DEAR MISS MANNERS: I am a young man in my 20s, and I am currently attending university and working as a teaching assistant while I get my master's degree.
I am very small-framed and soft-spoken, and appearance-wise, I look to be about 16. As a result, when I am on campus or in an adult-dominated environment, I am often mistaken for a woman, even though I dress and behave like a fairly typical male.
When students and classmates refer to me as a woman, and I inform them that I am male, I am sometimes met with, "I know someone who has gone through the sex-change surgery, too." Or they ask me, "Are you having surgery to construct a penis?"
My friends have told me to respond with "It's none of your business," but I feel like this implies that I am in fact having a surgery to change sex, and it would stir rumors.

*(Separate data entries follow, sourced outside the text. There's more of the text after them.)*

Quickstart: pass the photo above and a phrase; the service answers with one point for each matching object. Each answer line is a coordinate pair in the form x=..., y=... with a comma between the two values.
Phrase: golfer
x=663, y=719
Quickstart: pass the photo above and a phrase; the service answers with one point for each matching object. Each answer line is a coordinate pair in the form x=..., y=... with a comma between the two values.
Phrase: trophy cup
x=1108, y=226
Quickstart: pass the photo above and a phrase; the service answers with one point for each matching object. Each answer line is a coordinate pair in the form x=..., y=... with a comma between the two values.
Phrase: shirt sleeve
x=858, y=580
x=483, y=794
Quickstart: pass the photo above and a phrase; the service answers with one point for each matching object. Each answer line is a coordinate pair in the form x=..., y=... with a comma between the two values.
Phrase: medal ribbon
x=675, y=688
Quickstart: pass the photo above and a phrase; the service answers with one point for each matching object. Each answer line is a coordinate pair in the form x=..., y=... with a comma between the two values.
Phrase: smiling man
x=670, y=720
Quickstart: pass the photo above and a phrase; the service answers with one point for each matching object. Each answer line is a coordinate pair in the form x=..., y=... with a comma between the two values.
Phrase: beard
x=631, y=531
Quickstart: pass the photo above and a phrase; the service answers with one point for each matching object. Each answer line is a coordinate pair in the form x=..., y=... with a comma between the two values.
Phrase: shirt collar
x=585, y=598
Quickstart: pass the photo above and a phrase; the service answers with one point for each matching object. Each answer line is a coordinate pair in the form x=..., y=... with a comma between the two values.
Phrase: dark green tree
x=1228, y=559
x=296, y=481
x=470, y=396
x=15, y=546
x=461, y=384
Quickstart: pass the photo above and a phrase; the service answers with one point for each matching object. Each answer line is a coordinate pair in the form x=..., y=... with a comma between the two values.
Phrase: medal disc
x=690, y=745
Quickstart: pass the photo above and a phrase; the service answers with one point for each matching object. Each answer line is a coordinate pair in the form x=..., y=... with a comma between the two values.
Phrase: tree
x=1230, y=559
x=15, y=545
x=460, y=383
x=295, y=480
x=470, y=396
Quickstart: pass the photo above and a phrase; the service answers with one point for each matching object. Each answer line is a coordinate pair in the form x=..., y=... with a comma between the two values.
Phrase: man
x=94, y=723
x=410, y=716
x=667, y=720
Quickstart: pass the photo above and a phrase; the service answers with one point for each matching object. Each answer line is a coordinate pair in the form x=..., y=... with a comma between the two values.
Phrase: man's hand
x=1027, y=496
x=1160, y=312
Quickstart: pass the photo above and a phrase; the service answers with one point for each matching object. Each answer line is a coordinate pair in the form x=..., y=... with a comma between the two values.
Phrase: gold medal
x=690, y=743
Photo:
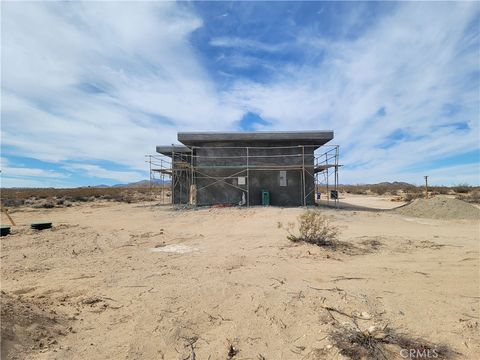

I completely accept people who do undergo sex reassignment, but I believe it is rude for others to make assumptions about another person's circumstances.
Some friends encourage me to be hostile. I do not want to be hostile to my students, and I know that they are just trying to be open-minded and supportive. How can I politely, but firmly, respond to questions and assumptions like these?
GENTLE READER: Being the instructor has some advantages, one of them being the ability to instruct others without being thought rude.
Your assumption that they mean well is gracious and perhaps correct. But if those trying to advance the cause of gender tolerance can agree on nothing else, they generally acknowledge that one of the things they are fighting to overcome is people making incorrect and unwelcome assumptions.
"If you are interested in the gender identity question," you can answer, "this is a really good lesson. I was born, and live as, male. It is dangerous to make an incorrect assumption based on appearance."
This may change their behavior in the future. And it will give you a brief respite while they absorb the news, which, if you do not want a longer conversation on the subject, is a good time to slip away.